Les Français veulent-ils vraiment abandonner la dissuasion nucléaire?

Selon un sondage réalisé par l’IFOP à la demande du « Mouvement de la Paix » et publié, ce 5 juillet, par le quotidien La Croix, 67% des personnes interrogées (et elles ont été 1001 à l’avoir été, choisie dans un « échantillon représentatif ») se disent favorables à ce que la France s’engage dans la ratification du traité sur l’interdiction des armées nucléaires, adopté par l’Assemblée générale des Nations unies en juillet 2017.

Or, ratifier ce traité reviendrait de facto à renoncer à la dissuasion nucléaire, c’est à dire à « l’assurance-vie de la Nation ». C’est d’ailleurs pour cette raison que la France, mais aussi les autres puissances nucléaires, ainsi que l’ensemble des pays membres de l’Otan, ont jusqu’à présent refusé de signer ce traité.

Cependant, le résultat de ce sondage est surprenant. Ainsi, régulièrement, le ministère des Armées commande aussi des enquêtes d’opinion. Et, l’adhésion à la dissuasion nucléaire ne s’est jamais démentie. En octobre 2017, 61% des Français considéraient ainsi que « la possession de l’arme nucléaire » était « un point fort de nos armées » [ce sondage avait été aussi réalisé par l’IFOP, ndlr].

Les chiffres du « baromètre » les « Français et la Défense », publiés quelques semaines plus tôt, ne disaient pas autre chose. « En 2017, 72% des Français estiment que l’arme nucléaire française est crédible », s’était félicité le ministère des Armées. « Par ailleurs une large majorité de nos concitoyens [60%, ndlr] souhaite que nos capacités actuelles soient maintenues et modernisées pour en préserver la crédibilité », avait-il souligné.

Depuis que cet indicateur existe (1985), jamais la dissuasion nucléaire n’avait obtenu de si bonnes opinions parmi les personnes interrogées. Et la seule fois où il fut constaté une forte hausse des réponses favorabes à une réduction du format des forces stratégiques coïncida avec l’incident de la centrale de Fukushima (Japon), qui n’avait rien à voir avec le nucléaire militaire. En 2017, moins de 10% des sondés ont dit souhaiter une telle mesure.

Aussi, le sondage commandé par le « Mouvement de la Paix » prend le contrepied de ceux publiés par le ministère des Armées depuis bientôt 33 ans. Faut-il en déduire définitivement que « les Français sont contre le nucléaire militaire », comme l’a fait le quotidien La Croix? Pas si sûr…

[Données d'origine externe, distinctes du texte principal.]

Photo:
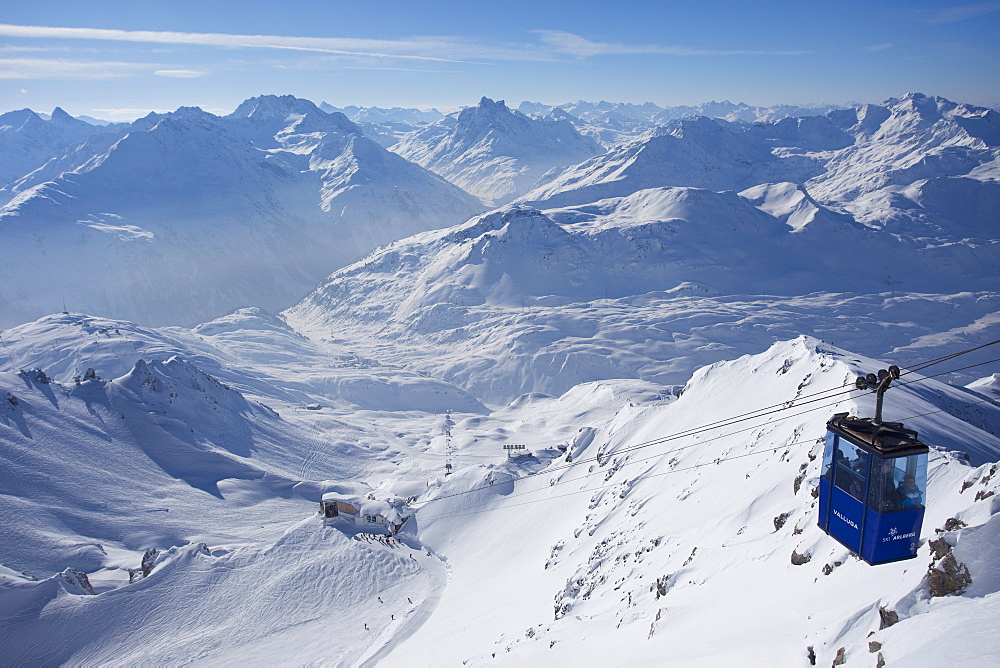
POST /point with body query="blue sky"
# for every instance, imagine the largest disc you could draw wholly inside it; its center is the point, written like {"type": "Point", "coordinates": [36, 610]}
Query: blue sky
{"type": "Point", "coordinates": [118, 60]}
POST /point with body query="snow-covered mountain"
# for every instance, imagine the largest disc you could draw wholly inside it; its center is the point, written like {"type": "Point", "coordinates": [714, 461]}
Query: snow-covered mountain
{"type": "Point", "coordinates": [616, 123]}
{"type": "Point", "coordinates": [656, 115]}
{"type": "Point", "coordinates": [919, 162]}
{"type": "Point", "coordinates": [604, 414]}
{"type": "Point", "coordinates": [406, 115]}
{"type": "Point", "coordinates": [136, 507]}
{"type": "Point", "coordinates": [700, 153]}
{"type": "Point", "coordinates": [917, 165]}
{"type": "Point", "coordinates": [185, 216]}
{"type": "Point", "coordinates": [650, 286]}
{"type": "Point", "coordinates": [27, 142]}
{"type": "Point", "coordinates": [494, 152]}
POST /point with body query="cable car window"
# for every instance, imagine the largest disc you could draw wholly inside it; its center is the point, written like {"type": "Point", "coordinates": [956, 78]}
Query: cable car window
{"type": "Point", "coordinates": [852, 462]}
{"type": "Point", "coordinates": [898, 484]}
{"type": "Point", "coordinates": [828, 455]}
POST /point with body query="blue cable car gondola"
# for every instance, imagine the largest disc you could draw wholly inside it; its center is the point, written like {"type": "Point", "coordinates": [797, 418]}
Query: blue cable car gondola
{"type": "Point", "coordinates": [873, 480]}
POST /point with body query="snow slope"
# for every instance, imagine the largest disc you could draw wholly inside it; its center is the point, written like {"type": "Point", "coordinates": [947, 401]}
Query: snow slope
{"type": "Point", "coordinates": [648, 286]}
{"type": "Point", "coordinates": [918, 165]}
{"type": "Point", "coordinates": [187, 216]}
{"type": "Point", "coordinates": [27, 142]}
{"type": "Point", "coordinates": [617, 539]}
{"type": "Point", "coordinates": [494, 152]}
{"type": "Point", "coordinates": [649, 549]}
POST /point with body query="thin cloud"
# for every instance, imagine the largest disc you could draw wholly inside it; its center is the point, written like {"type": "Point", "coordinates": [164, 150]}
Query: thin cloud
{"type": "Point", "coordinates": [32, 68]}
{"type": "Point", "coordinates": [399, 69]}
{"type": "Point", "coordinates": [955, 14]}
{"type": "Point", "coordinates": [126, 114]}
{"type": "Point", "coordinates": [179, 74]}
{"type": "Point", "coordinates": [414, 49]}
{"type": "Point", "coordinates": [552, 45]}
{"type": "Point", "coordinates": [574, 45]}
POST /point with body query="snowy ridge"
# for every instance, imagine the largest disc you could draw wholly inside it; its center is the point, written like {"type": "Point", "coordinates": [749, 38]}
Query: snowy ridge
{"type": "Point", "coordinates": [602, 543]}
{"type": "Point", "coordinates": [650, 286]}
{"type": "Point", "coordinates": [252, 208]}
{"type": "Point", "coordinates": [636, 553]}
{"type": "Point", "coordinates": [27, 142]}
{"type": "Point", "coordinates": [604, 414]}
{"type": "Point", "coordinates": [494, 152]}
{"type": "Point", "coordinates": [917, 165]}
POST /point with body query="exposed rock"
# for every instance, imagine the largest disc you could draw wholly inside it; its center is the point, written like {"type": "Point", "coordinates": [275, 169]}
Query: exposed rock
{"type": "Point", "coordinates": [37, 375]}
{"type": "Point", "coordinates": [939, 548]}
{"type": "Point", "coordinates": [78, 581]}
{"type": "Point", "coordinates": [148, 561]}
{"type": "Point", "coordinates": [954, 524]}
{"type": "Point", "coordinates": [948, 577]}
{"type": "Point", "coordinates": [661, 586]}
{"type": "Point", "coordinates": [887, 618]}
{"type": "Point", "coordinates": [945, 575]}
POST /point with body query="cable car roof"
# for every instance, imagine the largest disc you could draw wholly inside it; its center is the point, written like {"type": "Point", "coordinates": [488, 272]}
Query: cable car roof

Car cette étude présente un paradoxe : si 67% des sondés veulent que la France ratifie le traité sur l’interdiction des armes nucléaires, 56% se disent hostiles à la modernisation et au renouvellement des forces stratégiques françaises. Or, ces deux variables auraient dû être logiquement égales.

Entre les pro et anti-nucléaires, « 23% attendent en même temps que la France s’engage dans la ratification du traité d’interdiction des armes nucléaires et qu’elle renouvelle et modernise les siennes », précise La Croix.

« En apparence incohérente, cette position ‘réaliste’ peut s’interpréter comme le souhait de l’interdiction du nucléaire militaire dans l’absolu, mais la volonté, en attendant que toutes les autres puissances nucléaires s’y engagent, que la France conserve à jour son propre arsenal », analyse le quotidien.

En tout cas, le « Mouvement de la Paix » entend s’appuyer sur les résultats de ce sondage pour organiser, à l’automne, une journée de mobilisation sur les « lieux du crime », c’est à dire « là où l’État français modernise et renouvelle l’arsenal atomique meurtrier. » Il est vrai qu’il est plus facile de protester en France (qui possède, au passage, 300 têtes nucléaires) que dans les rues de Pékin (280 têtes) ou de Moscou (7.000 têtes).

En attendant, il reste à connaître les résultats de la prochaine enquête d’opinion commandée par le ministère des Armées. Et il n’est pas certain qu’ils soient les mêmes que ceux du sondage réalisé à la demande du mouvement pacifiste.